Analysis by Fiona GESKES
This past Sunday saw Argentinians heading to the polling booths to elect a new President. Whilst the results of this election have led to a surprise run off race in November, on the anniversary of President Cristina Fernandez de Kirchner’s (CFK) first election victory eight years ago, it seems appropriate to take a look back at the often colourful Presidency of CFK, Argentina’s first female President. CFK is a divisive character who won 43% of the vote in 2007 with a 22% lead over her nearest rival, Elisa Carrió. It was widely understood that CFK would stay in line with her husband’s, President Nestor Kirchner, left-wing policies. Nestor Kirchner had led the Argentinian economy from the enduring recession in 2003 to 50% growth and the halving of the unemployment rate. This coupled with his defiance of the IMF made him a national hero.

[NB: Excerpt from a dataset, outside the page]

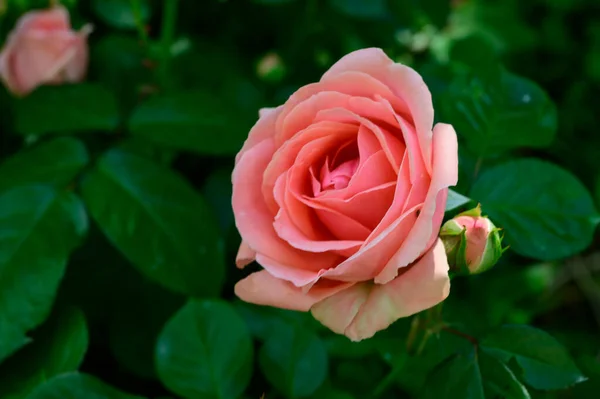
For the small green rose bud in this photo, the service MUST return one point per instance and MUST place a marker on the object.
(473, 244)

CFK stayed true to her husband’s left wing policies and arguably her most successful policy, praised by both her supporters and opponents, is the child-care allowance, which covers 85% of Argentinian children, specifically targeting children of unemployed parents and informal workers. This policy proposal was designed under co-ordination from several actors, including unions, politicians and social actors and was closely linked to healthcare policies. Furthermore, it is thought to have widespread effects on healthcare coverage and falling poverty numbers. In short it was an important political victory for CFK.
However, CFK’s economic record is much more divisive. In 2011, she was re-elected in light of the economic prosperity Argentina was experiencing, but even then there were signs of uncertainty. These uncertainties manifested themselves in the President’s second term. In 2014, Argentina entered its first recession since that of 2001-2002. For many, the underlying problem – and one which has been very much present for the past decade – has been inflation, with official Argentinian numbers differing vastly from the numbers released by the IMF. While the economy seems to have saved itself from falling into a full blown recession last year, it is fair to claim that CFK has not had a glowing record in economic leadership despite her stunning re-election result in 2011. Indeed it would appear that she is leaving office when the Argentine economy threatens to crumble again. It will be no easy task for the next President.
While the economic record of CFK may have been damaging to her legacy, it is the bizarre case of a murdered prosecutor in January 2015 and the whispers of aiding an Iranian cover up following the 1994 bombing of a Jewish community centre in Buenos Aires, which have been most damaging for the President. Alberto Nisman, the prosecutor who has raised allegations against Fernandez in regards to the 1994 bombing, was mysteriously shot dead in January 2015, and it was CFK’s reaction and the flip flopping of her positions, which has driven her approval ratings down and which threaten to define her Presidency even after she abdicates.
What remains is the question whether Argentina has seen the last of Fernandez or whether a Presidential run in 2019 can be expected from her. It is no secret that prior to Nestor Kirchner’s sudden death during her first term, it was widely believed he was going to run again to take over from his wife, building a political dynasty as such. CFK has not shied away from the campaign trail this time around and her fate will certainly be determined by how the country votes in the run off in November, and whether the electorate is done with ‘Kirchnerismo’. CFK’s chosen successor, Daniel Scioli, was widely believed to win an outright victory this past Sunday, but perhaps the Argentinian electorate has different ideas. Whatever they may be, they will have implications for CFK’s own political future.